One additional advantage of bitcoin: At less than 4% of gold’s total value today, bitcoin still has further room to run.
Most clients of financial advisors aren’t ready yet to hold their own bitcoin. They would rather hold it as part of an exchange-traded fund, for example, than purchase it on a crypto exchange.
But over time, many of these clients will become visionaries and be more inclined to buy and hold bitcoin themselves. In anticipation of economic turmoil in the future, they will recognize the value of having some portion of their net worth in an asset that is extraordinarily difficult to seize and that can be moved to any place that has an internet connection.

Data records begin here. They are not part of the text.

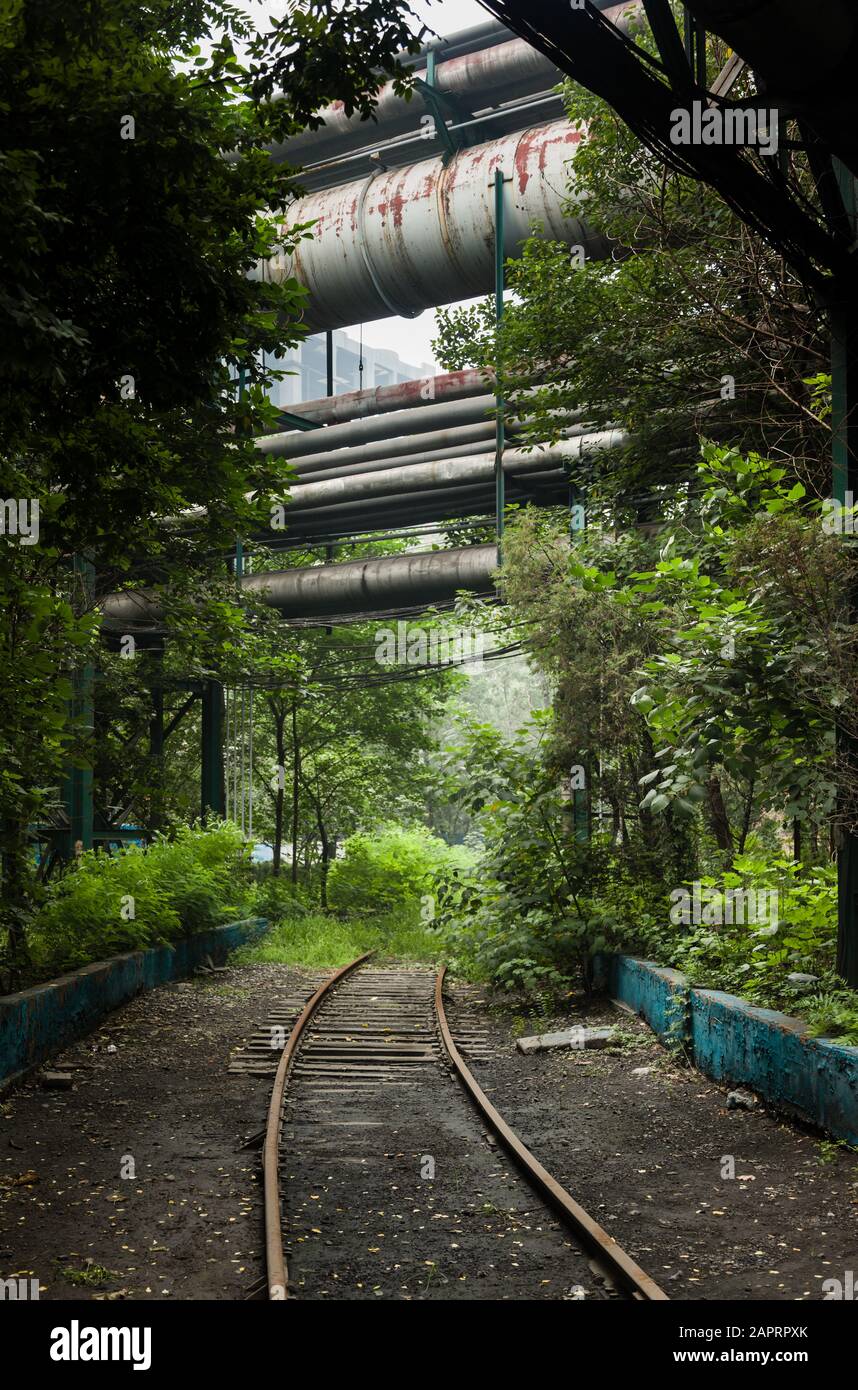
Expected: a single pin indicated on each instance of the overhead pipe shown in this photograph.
(401, 395)
(423, 235)
(481, 78)
(367, 455)
(441, 473)
(467, 444)
(444, 414)
(458, 451)
(355, 587)
(444, 503)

Because bitcoin doesn’t require intermediaries that possess the asset, everyday people can maintain possession of it, unlike with fiat money that is susceptible to bank runs during extreme economic scenarios.

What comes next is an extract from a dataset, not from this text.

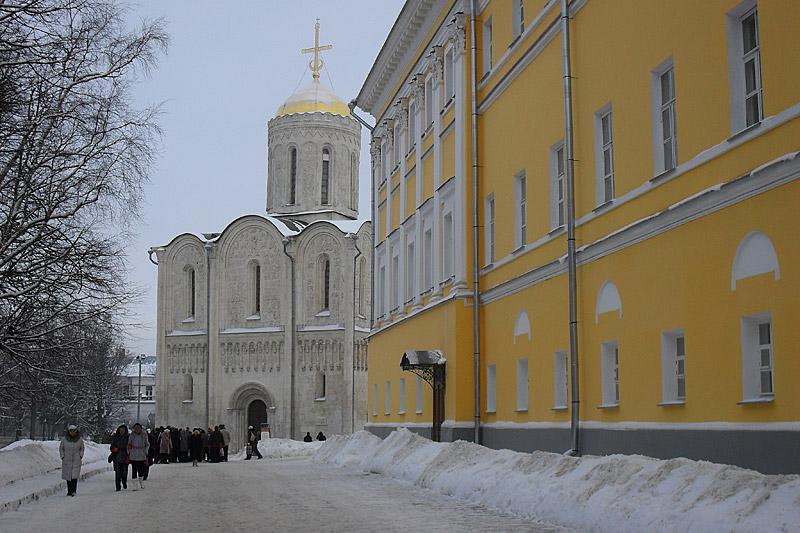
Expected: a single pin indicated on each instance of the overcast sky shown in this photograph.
(230, 65)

People ask me what would change my mind about bitcoin as an investment. For a full treatment of this topic, you can find 40-plus pages of risk factors in “Why Buy Bitcoin.”
But there are really only three that advisors and their clients should focus on in the near term.
1. Technical failure of the system
One of the few events that could cause me to change my investment thesis on bitcoin is a technical failure of the system. If the bitcoin network stops cranking out blocks of transactions regularly, that’s a major red flag.
This hasn’t happened in the five years I’ve been watching bitcoin closely. But if it does, I’ll reassess.
2. Regulation
Is tougher regulation coming for digital assets? Undoubtedly.
That’s why, from a regulatory standpoint, there’s never been a better time to own bitcoin.
I’m no securities lawyer, but my analysis indicates it’s the only major digital asset that is unambiguously not a security based on the securities industry standard Howey Test. U.S. Securities and Exchange Commission Chairman Gary Gensler seems to agree.
3. Government rectitude
If you think that the Federal Reserve is going to push the economy into a depression that flushes out the debt that has accumulated over the past eight decades, then you might want to avoid hard money assets like gold and bitcoin. Dollars will be king.
But if you think that the powers that be would prefer not to bring on a second Great Depression and that the far more likely path to dealing with the debt is inflation, then bitcoin probably has a role in your clients’ portfolios. In my view, governments will struggle to contain inflation in the 2020s – so much so that bitcoin may become the most important major asset in clients’ portfolios.
If that scenario unfolds, financial advisors will find themselves struggling to explain how they missed the most important major asset of the decade.